Women hold up photos of relatives detained and “disappeared” by Assad regime in Syria,
outside the Palais des Nations in Geneva, Switzerland (Dylan Collins/Families for Freedom)


More families in Syria have been told of the deaths of thousands of their relatives in Assad regime prisons.

Human rights organizations and activists have compiled evidence of 10,000s who have been killed from torture or executions and who have died from poor conditions. Amnesty International has reported that up to 13,000 detainees were executed in Sednaya Prison near Damascus between the start of the uprising in March 2011 and December 2015, while a defecting military photographer, “Caesar”, has brought out photos of several thousand men who were tortured to death.

The regime began issuing death certificates to families early last year. An official said at least 50,000 would eventually be handed out, and the number could reach 100,000.

“128,000 Never Came Out”: Inside Assad Regime’s Torture Prisons
Syria Daily, August 10: Children Among 1000s — Probably 10,000s — of Detainees Killed in Assad Prisons

Now the activist group Syrians for Truth and Justice has provided further documentation of the extent of the deaths and killings, writing of about 700 notifications in Hama Province alone from January to June 2019.

According to the information attained by STJ’s female field researchers in Hama province, there are about 700 death certificates of detainees, which have been delivered to the Civil Registry Directorate in the city of Hama and its countryside from the beginning of 2019 to the date this report was written in May 2019.

Years of Uncertainty

Among the cases are that of “Khalil M.”, a man with a wife and children, who was arrested by personnel of the Military Intelligence Division in a raid of his house in 2011. In early 201, a detainee released from a Damascus prison told Khalil’s family that he was also held there and his health was worsening. In mid-2014, another released detainee said Khalil died from torture and illness. However, the family was not given the death certificate until February 2019 by the Civil Registry Directorate in Hama city.

A relative explains:

My brother was arrested due to a fake and malicious security report.

When the regime sent the lists of the deceased detainees to the civil registry directorate, we repeatedly sought it, but we have never got an answer. The last time we went there was early in February 2019, they gave us a death certificate….The document carried March 2012 as the date of his death, which marks a few months into his arrest.

On June 2013, “Samir M.” was arrested in Hama. He was transferred to Sednaya Prison in April 2014, where his family saw him one time after paying a large sum of money to a broker. The family was informed of Samir’s death in February 2019. A relative testifies: upon referring to the civil registry directorate to obtain a civil registration extract. A relative of the victim told STJ the following:

We never expected his death news, as we have always been informed that he was alive.
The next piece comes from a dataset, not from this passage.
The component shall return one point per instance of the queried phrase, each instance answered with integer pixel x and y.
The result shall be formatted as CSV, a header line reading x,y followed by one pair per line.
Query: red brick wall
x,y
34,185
We were paying persons to release him; we were made promises that he would be set free….

His name was reported to the civil registry as dead long ago. But we did not know that until February 2019, even though his death date was registered in the certificate as in 2015.

No Funerals

When receiving the death certificates, families are told that they must not hold funerals. “Otherwise we would be liable to arrest,” one relative says.

The cause of death is often “heart attack”, with families reporting being told that staff do not know where bodies are buried.
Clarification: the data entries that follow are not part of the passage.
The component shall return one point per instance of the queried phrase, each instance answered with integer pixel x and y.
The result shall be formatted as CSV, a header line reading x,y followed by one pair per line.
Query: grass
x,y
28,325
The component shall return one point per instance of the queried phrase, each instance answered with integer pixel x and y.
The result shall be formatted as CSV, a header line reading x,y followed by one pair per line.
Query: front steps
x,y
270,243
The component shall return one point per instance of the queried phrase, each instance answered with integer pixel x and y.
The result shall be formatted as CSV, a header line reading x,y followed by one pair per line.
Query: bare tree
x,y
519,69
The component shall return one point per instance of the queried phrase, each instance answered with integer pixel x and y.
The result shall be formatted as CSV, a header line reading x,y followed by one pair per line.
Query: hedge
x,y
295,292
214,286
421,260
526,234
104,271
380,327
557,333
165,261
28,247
A relative speaks of the fate of his brother “Rafat H.”, a married father who was detained in 2014, after the death notification in October 2018:

We tried to conduct a funeral worthy of my brother, and my mother asked the Mu’athen [a person who calls people to prayers] to mourn my brother. The regime’s personnel caught us off guard and broke into the funeral’s location, aboard their vehicles, which they equipped with Dushka machineguns. They yelled at the people, forcing them to leave the funeral and threatening to arrest them. In the end, we had to call off the whole thing, so no one would get hurt.